2) Is it possible to buy premade Asian sauces that don't have a ton of salt in them? Yes, I know it's 'cheating' to buy premade sauces, but when I come home from work and want dinner on the table within the hour, it helps to have them on hand. Some sauces I've tried are so salty I threw them out.
Most Chinese food in America is way too sweet. It just happened to work out that Americans tend to like sweet sauces especially in take out dishes like sesame chicken. In response to this, even fairly traditional restaurants lean towards the sweeter sides of things to appeal to a wider palate.
Asking if Chinese food as a whole is sweet or not is asking for a gross blanket statement.
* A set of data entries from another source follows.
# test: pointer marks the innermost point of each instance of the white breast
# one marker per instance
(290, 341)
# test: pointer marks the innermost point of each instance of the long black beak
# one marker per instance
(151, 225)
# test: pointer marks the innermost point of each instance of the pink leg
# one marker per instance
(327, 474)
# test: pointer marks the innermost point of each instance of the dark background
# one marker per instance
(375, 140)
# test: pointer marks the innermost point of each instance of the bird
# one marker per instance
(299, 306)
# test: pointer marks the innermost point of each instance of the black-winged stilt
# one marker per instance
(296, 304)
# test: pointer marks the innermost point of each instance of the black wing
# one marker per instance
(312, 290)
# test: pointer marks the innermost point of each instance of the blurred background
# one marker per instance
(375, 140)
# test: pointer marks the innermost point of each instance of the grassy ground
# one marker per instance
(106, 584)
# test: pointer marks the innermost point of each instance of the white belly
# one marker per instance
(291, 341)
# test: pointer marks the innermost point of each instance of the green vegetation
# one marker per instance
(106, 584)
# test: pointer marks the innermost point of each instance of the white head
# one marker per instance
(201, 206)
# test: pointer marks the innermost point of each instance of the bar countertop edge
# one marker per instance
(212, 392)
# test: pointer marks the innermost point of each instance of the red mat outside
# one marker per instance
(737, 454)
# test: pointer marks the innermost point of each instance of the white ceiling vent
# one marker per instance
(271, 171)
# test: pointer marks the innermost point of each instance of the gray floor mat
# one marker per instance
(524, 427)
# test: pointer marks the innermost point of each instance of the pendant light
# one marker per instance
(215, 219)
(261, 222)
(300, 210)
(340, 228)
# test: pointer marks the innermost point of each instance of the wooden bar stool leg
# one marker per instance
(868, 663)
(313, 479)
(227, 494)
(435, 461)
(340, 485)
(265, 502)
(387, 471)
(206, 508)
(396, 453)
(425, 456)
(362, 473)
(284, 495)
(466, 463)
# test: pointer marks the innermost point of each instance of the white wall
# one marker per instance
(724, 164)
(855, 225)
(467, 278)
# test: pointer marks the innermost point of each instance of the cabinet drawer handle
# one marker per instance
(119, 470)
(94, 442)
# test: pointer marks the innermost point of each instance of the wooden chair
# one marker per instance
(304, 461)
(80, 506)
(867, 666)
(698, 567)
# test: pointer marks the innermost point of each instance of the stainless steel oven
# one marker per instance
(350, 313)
You have to understand that Chinese food is made out of many many different kinds of regional cuisines that are very all very distinct and different. If we were to pick the region that is most prone to sweet food, that would probably be Shanghai. Shanghainese dishes leans toward the sweeter side (although nothing on the level of sesame chicken) and is usually balanced by the use of lots of vinegar.
I will also say that my Chinese grandmother, who is an amazing cook does use sugar in her cooking, but never in her stir fry. And when I was growing up, the only honey we kept in the house was local wildflower honey because that was suppose to help my brother's terrible seasonal allergies.
agreed about american chinese food being too sweet, for many dishes in many restaurants anyway. seems like most american food is too *something* (salty, fatty, sweet...). we are apparently a people of extremes.
romansperson, i like to add a little (very small amount...i don't measure but i would say about the size of the top part of your finger or half that - maybe a 1/8th-1/2 tspn of honey or agave nectar), and i use it mostly when i am using vinegar. the thing to do is just start out by trying to balance everything, so that you have an equal amount of each type of flavor (salty, sour, sweet, spicy) taste-wise (not ingredient-amount-wise) so that it's a broad complex flavor rather than one jumping out at you - then increase whatever you like the most (or decrease the others). if you don't add ANY sweetener you may (or may not, i suppose....) find that it is too something else - salty or sour etc. balancing the flavors also helps you taste them instead of their characteristic - if you were to just add soy sauce you'd probably taste mostly salt whereas if you balance it with other flavors you can taste the soy-ey flavor more.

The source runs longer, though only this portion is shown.